Much has been written about those “seekers” who are diligently searching for the meaning of life; Why are we here? The answer is much less complicated than the philosophers would have us believe. We are the warriors, the ones who stand for the Lord in a visible way, the ones who are aware of and willing to engage in “combat”. The Stowe quote at the beginning of this writing is a perfect description of just that. It shows that as a warrior we always need to keep our eye on the dimension that we can’t see and understand that there are forces “out there” that are in constant motion even if we can’t perceive them. Stowe’s quote describes the faith that God’s action is never late because his timing is always perfect. She was the ultimate warrior. “The Church’s combat will never cease to be bloody: the frontiers she defends will never cease being attacked and the liberation she fights for is always violent. A realistic love for the Church necessarily entails taking your blows and living with bruises” .(Op. Cite. Delbrêl) So, if you are who you say you are, believer, combat is not an opt out. This is not as fatal as it might seem at first blush. The keen awareness that we are warriors at combat actually puts us in the position to do the work of the Lord with full awareness and our eyes wide open. As Delbrél puts it we are constantly being challenged by the opposing forces and knowledge of that makes us even more stealthy and efficient for the sake of the Lord. In a very real way it makes each day even more of an adventure. Do you recognize the battle each time you are tempted to say or think something mean? Do you recognize the battle every time someone asks you for help and you are “too busy”? Do you recognize the battle every time you are tempted to judge yourself and/or others? Do you recognize the battle every time you think it’s more important to entertain yourself rather than spend time praying? Do you recognize the battle every time you pass a homeless person and think they should “get a job”?

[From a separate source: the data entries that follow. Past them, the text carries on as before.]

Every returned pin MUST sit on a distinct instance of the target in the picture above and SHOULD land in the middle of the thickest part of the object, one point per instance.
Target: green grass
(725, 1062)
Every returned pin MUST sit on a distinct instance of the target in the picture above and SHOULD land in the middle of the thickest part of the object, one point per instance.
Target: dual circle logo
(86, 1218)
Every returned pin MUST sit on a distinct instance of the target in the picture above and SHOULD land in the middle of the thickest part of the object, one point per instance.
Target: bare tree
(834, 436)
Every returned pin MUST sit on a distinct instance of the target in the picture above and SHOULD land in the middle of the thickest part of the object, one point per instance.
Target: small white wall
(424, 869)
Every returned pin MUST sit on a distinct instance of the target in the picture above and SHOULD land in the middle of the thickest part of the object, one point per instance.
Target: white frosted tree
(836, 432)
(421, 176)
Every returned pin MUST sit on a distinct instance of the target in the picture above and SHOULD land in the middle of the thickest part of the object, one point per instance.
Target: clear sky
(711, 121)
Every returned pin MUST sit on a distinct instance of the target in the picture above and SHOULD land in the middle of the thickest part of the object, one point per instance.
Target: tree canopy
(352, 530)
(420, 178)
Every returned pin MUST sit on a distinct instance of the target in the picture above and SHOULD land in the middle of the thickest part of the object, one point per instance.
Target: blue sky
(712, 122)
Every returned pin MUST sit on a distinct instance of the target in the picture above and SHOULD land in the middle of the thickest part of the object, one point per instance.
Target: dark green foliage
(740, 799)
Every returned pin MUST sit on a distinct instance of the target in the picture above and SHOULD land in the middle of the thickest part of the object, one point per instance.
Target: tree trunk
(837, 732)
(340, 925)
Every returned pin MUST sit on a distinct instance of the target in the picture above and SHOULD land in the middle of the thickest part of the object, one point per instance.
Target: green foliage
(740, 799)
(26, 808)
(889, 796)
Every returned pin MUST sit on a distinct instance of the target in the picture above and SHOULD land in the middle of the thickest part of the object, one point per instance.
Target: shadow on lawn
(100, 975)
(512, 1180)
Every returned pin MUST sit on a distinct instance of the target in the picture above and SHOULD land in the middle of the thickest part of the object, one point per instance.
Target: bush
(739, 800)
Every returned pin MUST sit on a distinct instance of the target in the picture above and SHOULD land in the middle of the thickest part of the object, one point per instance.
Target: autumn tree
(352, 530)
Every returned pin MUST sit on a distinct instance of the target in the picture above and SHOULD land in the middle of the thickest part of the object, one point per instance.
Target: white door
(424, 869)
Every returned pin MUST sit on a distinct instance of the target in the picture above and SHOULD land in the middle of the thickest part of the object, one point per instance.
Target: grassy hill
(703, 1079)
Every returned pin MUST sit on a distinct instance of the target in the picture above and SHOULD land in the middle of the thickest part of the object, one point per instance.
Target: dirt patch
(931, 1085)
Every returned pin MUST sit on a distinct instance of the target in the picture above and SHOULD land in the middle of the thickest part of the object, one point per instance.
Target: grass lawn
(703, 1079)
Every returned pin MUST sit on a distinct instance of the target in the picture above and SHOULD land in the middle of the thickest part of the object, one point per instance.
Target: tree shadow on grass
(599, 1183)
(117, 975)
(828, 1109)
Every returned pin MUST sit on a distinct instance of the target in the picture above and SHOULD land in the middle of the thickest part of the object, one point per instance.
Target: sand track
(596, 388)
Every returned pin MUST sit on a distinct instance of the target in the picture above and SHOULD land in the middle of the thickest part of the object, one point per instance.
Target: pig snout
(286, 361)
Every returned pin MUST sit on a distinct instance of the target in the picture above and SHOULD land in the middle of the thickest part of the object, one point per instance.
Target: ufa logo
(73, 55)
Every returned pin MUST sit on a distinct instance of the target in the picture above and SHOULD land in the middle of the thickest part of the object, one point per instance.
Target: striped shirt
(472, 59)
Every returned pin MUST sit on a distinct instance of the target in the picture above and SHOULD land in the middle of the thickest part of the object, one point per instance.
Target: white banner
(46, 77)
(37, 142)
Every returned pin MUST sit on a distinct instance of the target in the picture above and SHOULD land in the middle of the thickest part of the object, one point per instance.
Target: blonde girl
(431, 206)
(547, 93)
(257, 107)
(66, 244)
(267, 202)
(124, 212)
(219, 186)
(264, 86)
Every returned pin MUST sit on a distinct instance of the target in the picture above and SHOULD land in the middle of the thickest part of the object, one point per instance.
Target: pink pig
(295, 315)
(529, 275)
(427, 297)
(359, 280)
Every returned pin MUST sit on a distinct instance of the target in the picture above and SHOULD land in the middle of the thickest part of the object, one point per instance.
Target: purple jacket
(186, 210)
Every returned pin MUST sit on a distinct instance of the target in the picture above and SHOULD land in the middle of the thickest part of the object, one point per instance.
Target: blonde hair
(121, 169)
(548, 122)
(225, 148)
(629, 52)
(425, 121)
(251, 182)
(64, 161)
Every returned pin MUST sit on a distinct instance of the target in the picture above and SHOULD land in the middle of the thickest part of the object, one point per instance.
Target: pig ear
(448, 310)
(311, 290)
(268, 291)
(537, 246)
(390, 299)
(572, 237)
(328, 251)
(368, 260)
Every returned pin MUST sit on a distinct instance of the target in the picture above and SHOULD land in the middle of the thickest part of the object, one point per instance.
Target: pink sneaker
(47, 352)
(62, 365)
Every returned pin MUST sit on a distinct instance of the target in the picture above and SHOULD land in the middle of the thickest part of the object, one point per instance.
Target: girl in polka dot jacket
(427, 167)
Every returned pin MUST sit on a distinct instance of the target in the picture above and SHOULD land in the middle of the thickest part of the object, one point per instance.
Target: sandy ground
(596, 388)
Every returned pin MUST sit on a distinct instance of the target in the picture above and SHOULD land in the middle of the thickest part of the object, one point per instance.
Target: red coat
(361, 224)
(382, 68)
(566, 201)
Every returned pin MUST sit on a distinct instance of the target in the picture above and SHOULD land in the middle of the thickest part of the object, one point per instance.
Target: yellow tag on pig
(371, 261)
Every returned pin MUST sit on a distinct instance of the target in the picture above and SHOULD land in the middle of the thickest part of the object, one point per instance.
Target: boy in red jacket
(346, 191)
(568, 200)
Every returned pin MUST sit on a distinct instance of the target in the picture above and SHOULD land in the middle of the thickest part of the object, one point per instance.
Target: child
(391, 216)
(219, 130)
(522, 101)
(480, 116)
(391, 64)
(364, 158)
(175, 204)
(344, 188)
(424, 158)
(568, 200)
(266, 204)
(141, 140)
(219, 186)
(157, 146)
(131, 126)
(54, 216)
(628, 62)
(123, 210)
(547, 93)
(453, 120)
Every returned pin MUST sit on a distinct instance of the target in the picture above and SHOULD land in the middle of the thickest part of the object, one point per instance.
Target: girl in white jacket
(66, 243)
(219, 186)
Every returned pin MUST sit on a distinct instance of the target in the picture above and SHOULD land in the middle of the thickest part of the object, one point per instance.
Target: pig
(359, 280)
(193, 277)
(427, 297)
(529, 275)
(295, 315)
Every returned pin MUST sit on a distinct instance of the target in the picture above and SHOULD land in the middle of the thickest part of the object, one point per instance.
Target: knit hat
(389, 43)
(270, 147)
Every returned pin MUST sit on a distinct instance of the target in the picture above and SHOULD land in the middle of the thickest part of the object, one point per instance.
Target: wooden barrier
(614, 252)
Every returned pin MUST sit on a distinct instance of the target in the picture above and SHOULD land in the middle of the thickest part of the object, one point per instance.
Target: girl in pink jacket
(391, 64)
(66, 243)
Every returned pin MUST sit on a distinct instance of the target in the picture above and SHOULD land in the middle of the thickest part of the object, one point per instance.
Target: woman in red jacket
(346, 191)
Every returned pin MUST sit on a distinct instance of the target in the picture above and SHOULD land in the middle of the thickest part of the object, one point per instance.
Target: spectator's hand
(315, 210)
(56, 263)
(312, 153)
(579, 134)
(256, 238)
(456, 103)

“Where God is at work, the devil is not idle. When you try over a period to correct yourself on a particular point, do not be surprised if you have to submit to violent temptations on that very point, even to repeated falls. The important thing is never to admit that you are beaten. Fight and never give in, like a good general. … We will always emerge from the battle stronger.” (Dom Augustin Guillerand, O.Cart † 1945, French Monk and revered spiritual author.) The bad news is that combat begins “at home” and the good news is that in that “training” we become powerful warriors for the Lord.
In many ways, the season of Lent is meant to give strength and renewal to our warrior nature. We spend time being more aware of God in our lives, praying more, being more mindful and working on our “heart”. These are all skills that heighten our abilities to be in combat for the Lord the rest of the year. We are the “boots on the ground” quite literally. Recognize your job as a combat soldier with great joy. It is a highly favored place and a spot chosen for you by God himself. During a lifetime, no one else treds on the same exact battle grounds that you do. Each life full of circumstances is different from every other life. Become keenly aware of your role for the Lord, in this world that opposes everything about Him and go forward into that combat. Join the ranks of Stowe, Joan of Arc, Kolbe, Katharine Drexel and so many others. The tools are already in your possession, the Father has your back!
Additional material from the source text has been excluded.